See how the characters changed the plot? Characters create
plot. A writer’s job comes from making sure the plot isn’t railroading the characters towards a predetermined outcome, but that the characters have the ability to change it. They ARE the plot in many ways. Writers who want specific things to happen at specific times can learn a lot from watching a LARP about how it just doesn't work like that. If you HAVE to have a happy ending, perhaps rather than change the plot to suit the characters, you might consider changing a character in a way that makes such an action or reaction more consistent. And it sure won't hurt if you're willing to have a happy ending that isn't quite like the one you pictured.
Not everyone gets the benefit of seeing the same LARP twice without being the person who is running them. That was an interesting treat for me. However, it is possible for a writer to look around in a LARP and notice how much effect the players are having on what’s going on. Almost everything should be a result of the characters' choices. In the Mutant Saga LARP there wasn’t any external plot. They just stuck thirty-five characters like bugs in a jar, shook them a little and waited to see how many different ways we could come up with to hurt each other. The entire night’s events were entirely character generated by character.

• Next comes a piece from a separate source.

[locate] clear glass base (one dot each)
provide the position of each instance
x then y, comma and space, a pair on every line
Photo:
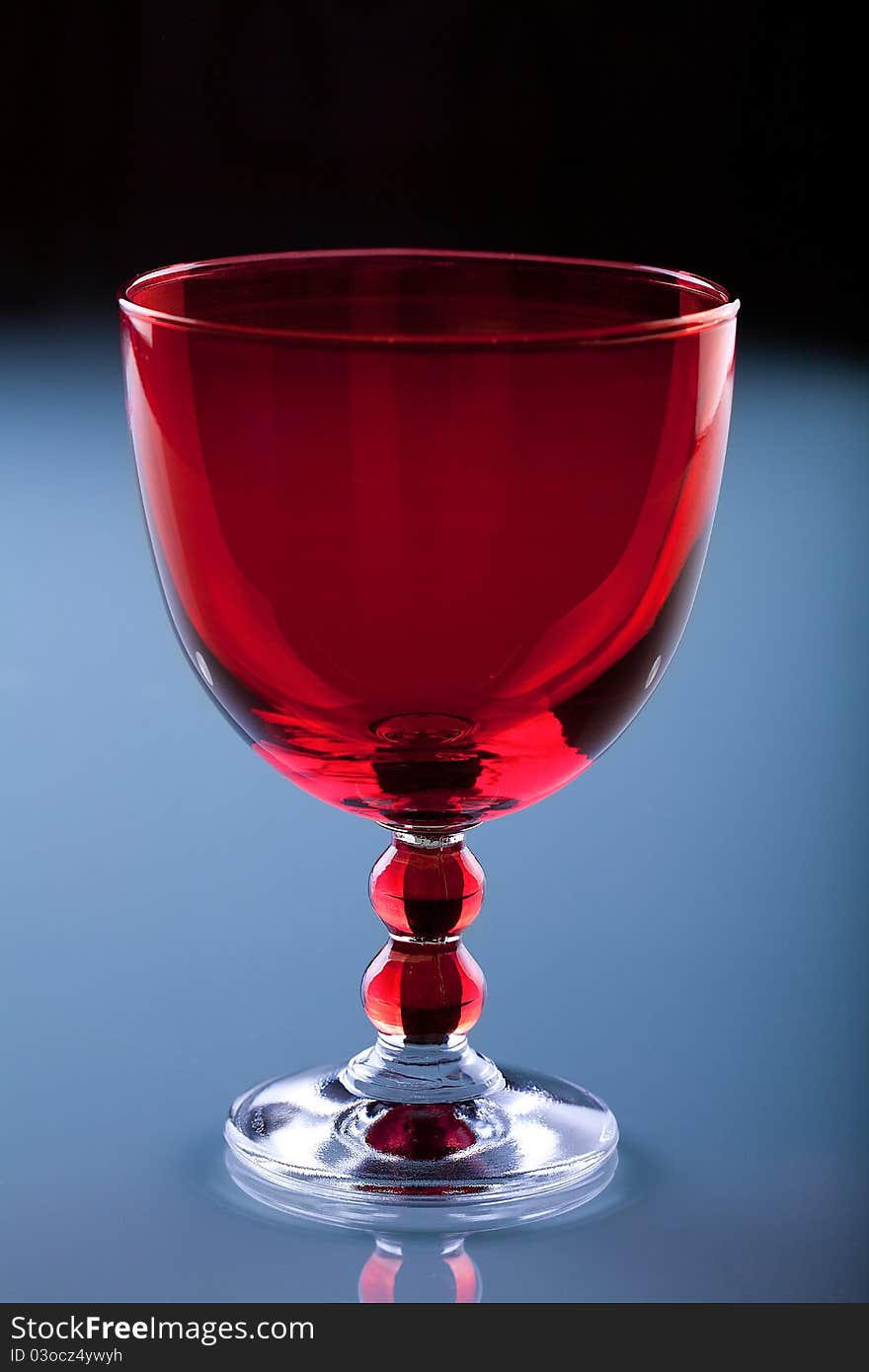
527, 1138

The characters are driving in most LARPs. That means that once game is on, the storyteller HAS to let go of any expectation of the outcome. They must let go. (In fact, the worst LARPs are the ones where the players feel that they’re not affecting the outcome.) The same is true of good fiction. You have to let go of that plot, dear writer. LET IT GO! If you’re just moving your characters from point A to point B to point C and it doesn’t matter if it’s a tortured artist with daddy issues or a fuzzy puppet that believes violence is the way to deal with moral dilemmas, you’re not writing compelling characters—or a good story. If your characters have never done anything you didn’t expect, you might want to give them a longer leash. Your characters should always drive the plot, and never (EVER) the other way around. Watching a LARP can be a great experience in watching how characters cause things to unfold, and in becoming zen that they might screw everything up, but it will still be a better story if you let go.